Maybe we want to see the relationship between sugars and calories in the cereals?

This would require a scatter plot which can be done by specifying mark_circle instead of mark_bar and in the encode function, we need to say what is going to be on the x and the y axis.

chart2 = alt.Chart(cereal, width=500, height=300).mark_circle().encode(
    x='sugars',
    y='calories'
)
chart2

In this case, we are putting sugars on the x-axis and calories on the y-axis.

Something you may have noticed is that there are 77 cereals but there doesn’t seem to be 77 data points!

That’s because some of them are lying on top of each other with the same sugar and calorie values.

One way we can deal with this is by changing the opacity of each of those points. That way, the darker points represent that there is more than one data point at that point in the chart, and the lightest point represent that there is only one data point there.

We set opacity with opacity in the mark_circle() function and it accepts values between 0 and 1, with 1 being full opacity. Here we set it at 0.3.

chart3 = alt.Chart(cereal, width=500, height=300).mark_circle(opacity=0.3).encode(
    x='sugars',
    y='calories'
)
chart3

Look at that! Now we can see there are multiple cereals that have 3.5g of sugar with 110 calories.

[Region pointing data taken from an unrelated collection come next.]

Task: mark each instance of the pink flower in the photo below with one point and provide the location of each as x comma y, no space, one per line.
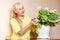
38,7
46,8
54,10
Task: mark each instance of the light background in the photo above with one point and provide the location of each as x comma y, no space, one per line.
30,10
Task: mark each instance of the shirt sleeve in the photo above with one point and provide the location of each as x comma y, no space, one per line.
15,26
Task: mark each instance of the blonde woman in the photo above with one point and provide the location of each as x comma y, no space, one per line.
20,23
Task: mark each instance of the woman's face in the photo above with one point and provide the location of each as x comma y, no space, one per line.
19,10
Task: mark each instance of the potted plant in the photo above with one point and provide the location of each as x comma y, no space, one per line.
47,19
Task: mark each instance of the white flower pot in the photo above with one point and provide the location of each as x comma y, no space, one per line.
44,32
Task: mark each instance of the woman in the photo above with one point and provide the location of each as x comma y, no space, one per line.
20,23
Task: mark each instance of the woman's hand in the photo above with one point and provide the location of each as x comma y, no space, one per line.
35,21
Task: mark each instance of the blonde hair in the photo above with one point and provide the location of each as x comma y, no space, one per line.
14,14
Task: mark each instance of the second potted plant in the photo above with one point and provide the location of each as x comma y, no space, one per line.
47,19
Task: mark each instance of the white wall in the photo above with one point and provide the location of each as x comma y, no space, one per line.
30,10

What if you don’t fancy the default plot colour blue?

Well that’s okay, we can change the colour easily using the color argument in .mark_circle().

chart4 = alt.Chart(cereal, width=500, height=300).mark_circle(color='red', opacity=0.3).encode(
    x='sugars',
    y='calories'
)
chart4

Here we have changed the colour to red.

What if the data points seem a little too small? That is no problem, we can also increase these. Again in the mark_circle() call. Here we add an argument where we say the size. So we have changed the size from the default to a size of 80, and we can see that the points are now larger.

chart5 = alt.Chart(cereal, width=500, height=300).mark_circle(color='red', size=80, opacity=0.3).encode(
    x='sugars',
    y='calories'
)
chart5

Every good graph should have a title!

A title provides useful information about what the plot is about.

Let’s take this opportunity to finish off our scatter plot and set the argument title to something as well.

chart6 = alt.Chart(cereal, width=500, height=300).mark_circle(color='red', size=80, opacity=0.3).encode(
    x='sugars',
    y='calories'
).properties(title="Scatter plot sugars vs calories for different cereals")
chart6

So here we have called it “Scatter plot sugars vs calories for different cereals”.

We use the .properties() function to do this.